In 1990, Alon, Seymour, and Thomas gave the first balanced separator of size $O(h^{3/2}\sqrt{n})$ for any $K_h$-minor-free graph, which has had numerous algorithmic applications. They conjectured that the size of the balanced separator can be reduced to $O(h\sqrt{n})$, which is asymptotically tight. Two decades later, Kawarabayashi and Reed constructed a separator of size $O(h\sqrt{n} + f(h))$ based on the graph minor structure theorem, where $f(h)$ is an extremely fast-growing function typically seen in the structure theorem. Recently, Spalding-Jamieson constructed a separator of size $O(h\log h \log\log h \sqrt{n})$; the technique is rooted in concurrent flow-sparsest cut duality. Spalding-Jamieson's separator comes very close to $O(h\log h \sqrt{n})$, which is the barrier for techniques based on the flow-cut duality. In this work, we first observe that plugging in the recent padded decomposition by Filtser and Conroy into the flow-based algorithm of Korhonen and Lokshtanov yields a balanced separator of size $O(h\log h \sqrt{n})$, matching the flow barrier. This result motivates the question of whether the flow barrier can be broken, which would be a stepping stone toward resolving the conjecture of Alon, Seymour, and Thomas. The main result of our work is a positive answer to this question: we construct a balanced separator of size $O(h \sqrt{\log h} \sqrt{n})$. Surprisingly, perhaps, our algorithm is still based on the iterative framework of Alon, Seymour, and Thomas, although a key component of their algorithm within this framework, called the neighborhood bound, was shown to be tight. Our new idea is to incorporate a low-diameter decomposition into the framework, which allows us to reduce the neighborhood bound by a factor of $h$, at the cost of a factor $\log h$. As a result, we improve the $\sqrt{h}$ factor to $\sqrt{\log h}$ in the final separator's size.

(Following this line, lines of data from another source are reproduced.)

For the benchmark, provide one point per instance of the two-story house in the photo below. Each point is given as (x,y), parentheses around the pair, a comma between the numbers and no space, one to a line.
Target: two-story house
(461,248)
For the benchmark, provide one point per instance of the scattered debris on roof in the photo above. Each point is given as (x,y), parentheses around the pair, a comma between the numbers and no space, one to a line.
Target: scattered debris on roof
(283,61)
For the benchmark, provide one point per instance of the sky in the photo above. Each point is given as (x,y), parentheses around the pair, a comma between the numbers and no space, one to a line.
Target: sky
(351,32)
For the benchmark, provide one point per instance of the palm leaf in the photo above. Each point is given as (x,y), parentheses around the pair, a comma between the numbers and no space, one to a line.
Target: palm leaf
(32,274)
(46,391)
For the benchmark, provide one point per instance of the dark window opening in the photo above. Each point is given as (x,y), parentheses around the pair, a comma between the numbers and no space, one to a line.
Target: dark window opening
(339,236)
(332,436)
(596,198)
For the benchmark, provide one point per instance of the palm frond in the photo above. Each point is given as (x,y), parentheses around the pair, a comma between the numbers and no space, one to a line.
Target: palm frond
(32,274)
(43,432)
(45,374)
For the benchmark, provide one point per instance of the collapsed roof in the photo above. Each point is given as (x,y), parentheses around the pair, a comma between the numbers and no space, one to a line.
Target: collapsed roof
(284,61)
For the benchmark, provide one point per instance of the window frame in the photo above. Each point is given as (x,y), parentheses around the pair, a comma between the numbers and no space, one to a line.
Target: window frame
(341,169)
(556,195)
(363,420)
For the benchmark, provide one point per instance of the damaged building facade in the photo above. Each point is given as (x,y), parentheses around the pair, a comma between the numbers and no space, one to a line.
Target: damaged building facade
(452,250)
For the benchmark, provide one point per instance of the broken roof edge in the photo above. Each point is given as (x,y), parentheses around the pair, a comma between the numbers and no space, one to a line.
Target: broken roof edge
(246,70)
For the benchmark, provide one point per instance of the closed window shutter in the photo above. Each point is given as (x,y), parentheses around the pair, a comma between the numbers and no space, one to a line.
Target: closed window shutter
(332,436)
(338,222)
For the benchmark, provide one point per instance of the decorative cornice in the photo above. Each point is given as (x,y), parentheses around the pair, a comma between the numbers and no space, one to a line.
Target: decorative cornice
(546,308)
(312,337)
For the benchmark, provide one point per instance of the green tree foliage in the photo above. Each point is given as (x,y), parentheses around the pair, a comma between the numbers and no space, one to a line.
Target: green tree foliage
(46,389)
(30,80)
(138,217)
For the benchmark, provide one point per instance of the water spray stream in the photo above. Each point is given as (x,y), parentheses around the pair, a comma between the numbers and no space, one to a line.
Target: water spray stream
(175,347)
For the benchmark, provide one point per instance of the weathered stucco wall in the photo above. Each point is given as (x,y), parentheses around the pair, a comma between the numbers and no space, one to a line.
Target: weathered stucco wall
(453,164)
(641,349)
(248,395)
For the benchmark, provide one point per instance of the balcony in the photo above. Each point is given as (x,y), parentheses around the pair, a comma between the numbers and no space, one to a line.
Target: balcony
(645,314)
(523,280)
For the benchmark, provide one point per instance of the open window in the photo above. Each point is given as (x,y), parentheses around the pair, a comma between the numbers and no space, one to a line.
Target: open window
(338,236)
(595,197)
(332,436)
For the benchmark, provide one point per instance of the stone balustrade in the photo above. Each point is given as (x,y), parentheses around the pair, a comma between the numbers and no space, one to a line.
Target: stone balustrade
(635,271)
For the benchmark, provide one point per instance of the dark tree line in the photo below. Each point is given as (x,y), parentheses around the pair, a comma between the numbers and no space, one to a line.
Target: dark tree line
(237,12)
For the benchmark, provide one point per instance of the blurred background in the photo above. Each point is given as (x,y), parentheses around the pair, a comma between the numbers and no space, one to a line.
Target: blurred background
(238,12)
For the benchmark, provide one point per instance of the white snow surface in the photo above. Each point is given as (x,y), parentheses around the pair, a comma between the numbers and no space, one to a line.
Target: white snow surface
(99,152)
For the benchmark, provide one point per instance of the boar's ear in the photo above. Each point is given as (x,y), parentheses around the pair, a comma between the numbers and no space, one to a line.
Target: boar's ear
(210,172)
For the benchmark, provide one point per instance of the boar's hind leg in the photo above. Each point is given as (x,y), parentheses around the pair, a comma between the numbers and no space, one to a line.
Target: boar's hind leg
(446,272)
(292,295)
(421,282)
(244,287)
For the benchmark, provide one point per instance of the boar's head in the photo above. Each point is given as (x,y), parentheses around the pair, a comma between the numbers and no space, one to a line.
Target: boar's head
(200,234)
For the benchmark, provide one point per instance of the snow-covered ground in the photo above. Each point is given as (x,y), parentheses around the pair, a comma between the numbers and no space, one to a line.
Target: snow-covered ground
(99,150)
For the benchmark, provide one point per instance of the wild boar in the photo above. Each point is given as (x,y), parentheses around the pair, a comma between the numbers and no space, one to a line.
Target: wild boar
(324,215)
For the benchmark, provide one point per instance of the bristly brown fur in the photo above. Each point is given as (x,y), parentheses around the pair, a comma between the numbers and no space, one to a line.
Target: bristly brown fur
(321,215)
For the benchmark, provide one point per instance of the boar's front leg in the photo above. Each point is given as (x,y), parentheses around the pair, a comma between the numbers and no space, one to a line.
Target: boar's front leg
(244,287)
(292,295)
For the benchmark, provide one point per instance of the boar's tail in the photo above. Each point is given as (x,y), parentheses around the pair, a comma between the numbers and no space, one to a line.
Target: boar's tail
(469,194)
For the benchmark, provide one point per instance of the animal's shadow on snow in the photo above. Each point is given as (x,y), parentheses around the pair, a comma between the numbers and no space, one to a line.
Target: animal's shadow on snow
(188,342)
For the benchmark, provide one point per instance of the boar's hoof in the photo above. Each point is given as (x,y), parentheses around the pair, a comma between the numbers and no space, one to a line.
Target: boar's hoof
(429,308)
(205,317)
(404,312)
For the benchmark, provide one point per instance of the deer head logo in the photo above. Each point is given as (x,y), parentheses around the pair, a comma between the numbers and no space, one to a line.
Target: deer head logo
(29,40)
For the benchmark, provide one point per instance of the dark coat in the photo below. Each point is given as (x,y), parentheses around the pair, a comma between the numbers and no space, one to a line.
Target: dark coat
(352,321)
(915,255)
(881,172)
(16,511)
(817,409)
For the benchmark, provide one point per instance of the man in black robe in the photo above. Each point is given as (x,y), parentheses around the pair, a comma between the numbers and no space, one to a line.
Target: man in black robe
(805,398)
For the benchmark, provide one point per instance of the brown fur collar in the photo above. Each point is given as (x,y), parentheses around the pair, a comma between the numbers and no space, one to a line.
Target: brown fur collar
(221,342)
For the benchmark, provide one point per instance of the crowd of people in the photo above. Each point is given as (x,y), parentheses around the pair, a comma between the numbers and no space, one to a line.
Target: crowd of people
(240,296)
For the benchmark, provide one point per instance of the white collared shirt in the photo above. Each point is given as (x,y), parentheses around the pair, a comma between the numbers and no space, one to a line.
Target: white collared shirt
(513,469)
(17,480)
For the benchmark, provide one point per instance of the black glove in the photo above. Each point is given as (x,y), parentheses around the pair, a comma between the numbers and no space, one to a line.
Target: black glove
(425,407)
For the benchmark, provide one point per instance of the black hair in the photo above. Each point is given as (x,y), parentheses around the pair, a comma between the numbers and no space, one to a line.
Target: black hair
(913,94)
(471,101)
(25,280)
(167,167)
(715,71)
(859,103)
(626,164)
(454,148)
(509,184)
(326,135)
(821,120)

翻译：1990年，Alon、Seymour和Thomas首次给出了任意$K_h$极小图的大小为$O(h^{3/2}\sqrt{n})$的平衡分离器，该结果具有大量算法应用。他们猜想平衡分离器的大小可降至$O(h\sqrt{n})$，该界渐近最优。二十年后，Kawarabayashi和Reed基于图极小结构定理构造了大小为$O(h\sqrt{n} + f(h))$的分离器，其中$f(h)$是结构定理中常见的极快增长函数。近期，Spalding-Jamieson构造了大小为$O(h\log h \log\log h \sqrt{n})$的分离器，其技术源于并发流-最稀疏割对偶性。Spalding-Jamieson的分离器已非常接近$O(h\log h \sqrt{n})$这一基于流-割对偶技术的壁垒。本文首先观察到，将Filtser和Conroy近期提出的填充分解嵌入Korhonen和Lokshtanov的流算法中，可得大小为$O(h\log h \sqrt{n})$的平衡分离器，恰好达到流动壁垒。该结果引发了一个问题：能否突破流动壁垒？这将是解决Alon、Seymour和Thomas猜想的关键一步。本文的主要成果是对该问题的肯定回答：我们构造了大小为$O(h \sqrt{\log h} \sqrt{n})$的平衡分离器。令人惊讶的是，我们的算法仍基于Alon、Seymour和Thomas的迭代框架，尽管该框架中的核心组件——邻域界——已被证明是紧的。我们的新思路是在框架中引入低直径分解，从而以因子$\log h$为代价将邻域界降低因子$h$。最终，我们将分离器大小中的$\sqrt{h}$因子改进为$\sqrt{\log h}$。